Ida Kristina and Iosif Zalevski

This is a picture of me and my second husband Iosif Zalevski, photographed after our wedding in Chernigov, 1947. We had Jewish neighbors: Manya Belmont and her husband, who lived in the same street as us. Once Manya came to our house and said that she wanted me to meet her son, who had returned from hospital. They came to see us that evening and I met my second husband, Iosif Zalevski. After finishing a higher secondary school Iosif worked as a mechanic in the port. He was recruited to the army in 1939. In 1944 he managed to escape. I liked Iosif. I cannot say that I fell in love with Iosif like I had with Boris, my first husband. I felt sorry for Iosif. I saw that he loved me very much and I agreed to marry him. Of course, there was no such passion as in my first marriage, but I never regretted marrying him. We got married in 1947. We had a small wedding dinner with our relatives. Iosif was a very ill man. He had trauma epilepsy and I often called an ambulance at night, but they were helpless. My husband was an invalid. He couldn't go to work and thought he was a burden on me. My husband decided to go to Kiev where doctors offered a surgery that might either improve his condition or be lethal in the worst case. He didn't want to continue living with his problems and decided for the surgery. Fortunately, the surgery was a success.
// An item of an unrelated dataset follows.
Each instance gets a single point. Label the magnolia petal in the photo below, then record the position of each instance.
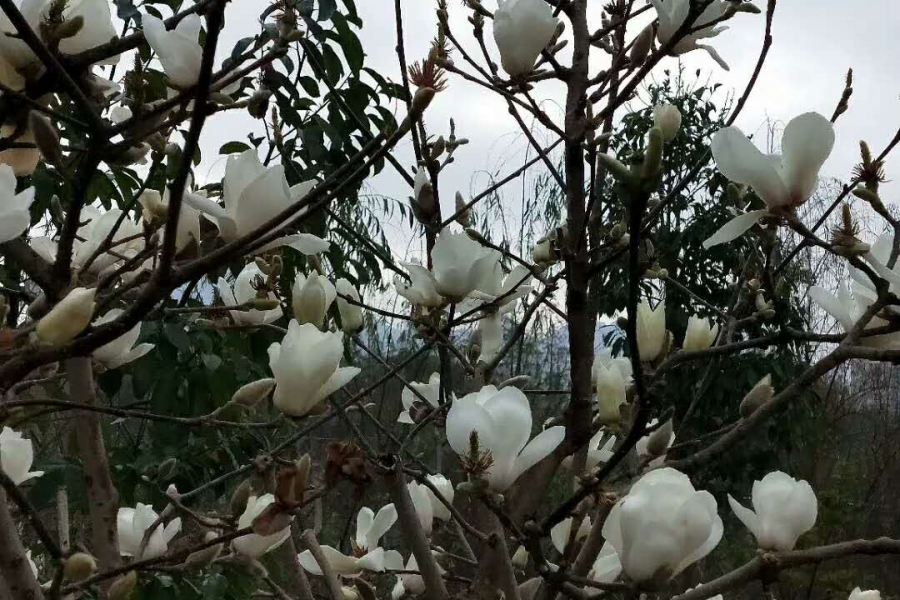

The doctors removed the bone splinters, but they couldn't reach the steel splinters in his head. Iosif was acknowledged as a war invalid and had some privileges. He stayed in Kiev for a long term of rehabilitation. Only 13 years after we got married his condition improved significantly. While he was in Kiev Iosif finished Construction College and entered the Leningrad Water Transport Institute by correspondence, but he couldn't study there due to his illness. Iosif was the director of a hostel and then worked at a shop. I always tried to take good care of him. I was eager to have a baby, but doctors told me that my husband's trauma epilepsy could have an impact on the baby and so we didn't have children.